One of the first things you’ll notice about Community College is the physical, tactile nature of their music.  Throw on their debut album, Comco, and you’ll hear it in the first few seconds: cautious drums, a slowly picked guitar that flubs its fourth note, and vocals that sound like they were recorded in their first take.  These tiny imperfections all add up to a really wonderful sense of being – Community College is a band that occupies a space, that exists, that is making music. Now, this all sounds like pretentious nonsense (I know), but Comco feels like it is being made while you hear it.  A lot of records come across like a collection of sounds, and they may be good songs, but they rarely communicate the feeling that the songs are being made by actual, individual musicians.  

 Of course, I may just be thinking too hard about a band whose lyrics include lines like “My NASCAR porn is overrated” and “Fossil fuel-er / Stay with Bueller.”  

Comco’s slow, moving, and slow-moving expression will evoke comparisons to Horse Jumper of Love.  And hey, that feels about right, not just Community College does sound like Horse Jumper of Love, but because Community College shares two-thirds of that band’s line-up.  John Margaris (vocals / guitar) and Dimitri Giannopoulos (bass) are joined by John’s brother Dan on drums. Given the similar DNA (in more ways that one), the two bands share similar influences: Bedhead, Built to Spill, and Silver Jews, specifically.  No bands have been better at capturing the “slowcore” sound of Bedhead than Community College and Horse Jumper of Love. While the drums and bass provide a working outline for each song, the patiently picked guitar scarcely fills in some of the air, such that when a strum comes along, it feels like it should be accompanied with an exclamation mark.  

Margaris’s lyrics are also a highpoint, and an excellent example of how hyper-specific sensory details can not only draw a listener in, but give the listener the impression that they know the person behind the pen.  In fact, many of these tracks wouldn’t feel out of place in a flash-fiction creative writing course.  For example, album highlight “Karaoke” is only six lines (not unusual for the short nature of many Community College songs), but those six lines establish the narrator is such vivid detail, that you can probably guess what kind of food she/he eats at night: “Karaoke is for losers / I grew up when I bought a telescope.”  Margaris takes other lines that feel surreal and that turn them into amusing, cutting insights. For example, in “Gasoline,” “My insides are gasoline / I used to be a dinosaur / I remember being hunted to extinction.”  Taken at face value, it’s a fun lyric that sounds strange and cool over a guitar riff. But considering the narrator as a person who sees their core composition – their very matter – as the hunted, dead, and extinct?  Good grief, that’s good stuff.

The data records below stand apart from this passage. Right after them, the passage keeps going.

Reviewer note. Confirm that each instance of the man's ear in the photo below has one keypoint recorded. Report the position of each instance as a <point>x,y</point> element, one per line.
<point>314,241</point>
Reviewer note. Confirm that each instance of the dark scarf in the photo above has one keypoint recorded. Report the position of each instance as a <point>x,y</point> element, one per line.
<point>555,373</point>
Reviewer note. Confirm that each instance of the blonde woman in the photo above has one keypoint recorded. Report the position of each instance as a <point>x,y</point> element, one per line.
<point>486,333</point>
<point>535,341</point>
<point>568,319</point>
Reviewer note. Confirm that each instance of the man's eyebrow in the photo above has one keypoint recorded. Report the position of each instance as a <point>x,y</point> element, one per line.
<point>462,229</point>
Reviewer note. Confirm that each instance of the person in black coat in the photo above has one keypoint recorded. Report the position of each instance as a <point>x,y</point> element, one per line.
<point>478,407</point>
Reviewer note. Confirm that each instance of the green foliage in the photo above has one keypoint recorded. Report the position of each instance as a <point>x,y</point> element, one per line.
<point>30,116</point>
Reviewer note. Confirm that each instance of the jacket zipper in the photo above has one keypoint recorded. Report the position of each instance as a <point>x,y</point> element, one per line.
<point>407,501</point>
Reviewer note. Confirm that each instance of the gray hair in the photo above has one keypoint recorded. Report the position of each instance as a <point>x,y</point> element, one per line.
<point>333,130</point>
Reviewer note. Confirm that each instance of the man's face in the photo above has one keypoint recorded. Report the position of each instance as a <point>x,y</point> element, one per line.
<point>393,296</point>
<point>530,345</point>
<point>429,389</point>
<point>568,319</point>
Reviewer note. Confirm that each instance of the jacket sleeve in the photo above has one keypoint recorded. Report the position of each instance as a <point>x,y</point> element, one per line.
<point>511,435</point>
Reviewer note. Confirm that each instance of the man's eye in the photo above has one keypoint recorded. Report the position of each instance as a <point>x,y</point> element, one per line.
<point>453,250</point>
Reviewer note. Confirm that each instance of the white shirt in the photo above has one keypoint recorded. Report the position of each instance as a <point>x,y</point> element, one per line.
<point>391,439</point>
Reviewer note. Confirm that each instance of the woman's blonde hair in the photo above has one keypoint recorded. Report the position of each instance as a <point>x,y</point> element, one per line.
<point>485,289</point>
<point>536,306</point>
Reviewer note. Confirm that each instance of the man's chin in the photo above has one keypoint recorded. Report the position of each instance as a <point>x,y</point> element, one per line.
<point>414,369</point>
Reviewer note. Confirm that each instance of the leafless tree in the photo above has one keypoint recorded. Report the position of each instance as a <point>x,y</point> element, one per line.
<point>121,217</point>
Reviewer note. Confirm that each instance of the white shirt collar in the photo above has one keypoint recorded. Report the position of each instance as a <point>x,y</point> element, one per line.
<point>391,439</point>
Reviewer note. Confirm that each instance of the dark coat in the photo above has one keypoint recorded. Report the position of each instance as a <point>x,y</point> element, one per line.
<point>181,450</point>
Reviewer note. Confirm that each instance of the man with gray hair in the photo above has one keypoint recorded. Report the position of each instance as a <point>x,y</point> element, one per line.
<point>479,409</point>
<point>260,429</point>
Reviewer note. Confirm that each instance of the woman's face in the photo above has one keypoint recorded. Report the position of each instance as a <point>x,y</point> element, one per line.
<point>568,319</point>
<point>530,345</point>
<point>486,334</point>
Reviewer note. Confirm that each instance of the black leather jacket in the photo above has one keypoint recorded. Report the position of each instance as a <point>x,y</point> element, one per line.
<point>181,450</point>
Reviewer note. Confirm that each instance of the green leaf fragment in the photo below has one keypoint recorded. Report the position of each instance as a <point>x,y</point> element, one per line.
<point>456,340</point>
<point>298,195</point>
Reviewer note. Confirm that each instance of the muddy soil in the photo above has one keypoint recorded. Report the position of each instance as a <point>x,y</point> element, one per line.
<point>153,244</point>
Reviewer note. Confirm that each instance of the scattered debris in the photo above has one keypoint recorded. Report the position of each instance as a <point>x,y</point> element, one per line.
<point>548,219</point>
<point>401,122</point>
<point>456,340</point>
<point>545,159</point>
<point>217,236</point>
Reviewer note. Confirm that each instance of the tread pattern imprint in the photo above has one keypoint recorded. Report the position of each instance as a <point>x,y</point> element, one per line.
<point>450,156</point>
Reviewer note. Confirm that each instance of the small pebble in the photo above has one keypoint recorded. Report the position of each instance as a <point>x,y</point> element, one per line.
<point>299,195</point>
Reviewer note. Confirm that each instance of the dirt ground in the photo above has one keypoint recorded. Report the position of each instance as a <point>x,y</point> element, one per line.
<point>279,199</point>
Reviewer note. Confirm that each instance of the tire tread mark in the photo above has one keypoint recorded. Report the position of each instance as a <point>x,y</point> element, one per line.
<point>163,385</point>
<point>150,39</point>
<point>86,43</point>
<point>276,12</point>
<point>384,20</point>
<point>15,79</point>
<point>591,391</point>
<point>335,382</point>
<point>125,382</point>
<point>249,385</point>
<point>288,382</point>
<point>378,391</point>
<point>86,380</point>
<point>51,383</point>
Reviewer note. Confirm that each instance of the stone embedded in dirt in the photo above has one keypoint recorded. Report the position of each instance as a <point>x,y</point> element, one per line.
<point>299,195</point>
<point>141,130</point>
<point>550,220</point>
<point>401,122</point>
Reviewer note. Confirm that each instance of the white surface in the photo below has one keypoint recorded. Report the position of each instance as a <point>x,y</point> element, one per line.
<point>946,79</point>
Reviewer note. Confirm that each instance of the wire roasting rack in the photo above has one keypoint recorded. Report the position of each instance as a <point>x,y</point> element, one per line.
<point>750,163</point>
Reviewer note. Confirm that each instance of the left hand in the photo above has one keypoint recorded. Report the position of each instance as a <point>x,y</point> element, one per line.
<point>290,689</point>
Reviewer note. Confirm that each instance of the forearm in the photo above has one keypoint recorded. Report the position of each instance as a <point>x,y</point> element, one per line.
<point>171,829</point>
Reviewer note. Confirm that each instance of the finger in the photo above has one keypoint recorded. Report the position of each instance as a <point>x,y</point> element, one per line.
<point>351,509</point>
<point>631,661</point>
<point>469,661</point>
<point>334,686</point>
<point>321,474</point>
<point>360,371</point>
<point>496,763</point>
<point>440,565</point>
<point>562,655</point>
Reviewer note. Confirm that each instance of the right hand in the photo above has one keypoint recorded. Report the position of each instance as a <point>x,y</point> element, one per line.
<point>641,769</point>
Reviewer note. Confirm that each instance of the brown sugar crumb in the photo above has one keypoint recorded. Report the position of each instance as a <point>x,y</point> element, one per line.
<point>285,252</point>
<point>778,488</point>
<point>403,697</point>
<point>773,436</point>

That kind of ultra-specific detail is what Comco is all about, not just in its lyrics, but in its idiosyncratic arrangements. Every note feels different, and even if it the same beat repeated, it all sounds new and freshly-made. By keeping these songs sounding like demos, they sound all the more personal, like you are peeking in on three guys in the act of creation. It sounds so real, so authentic that other bands (even the ones you love) sound jarringly distanced.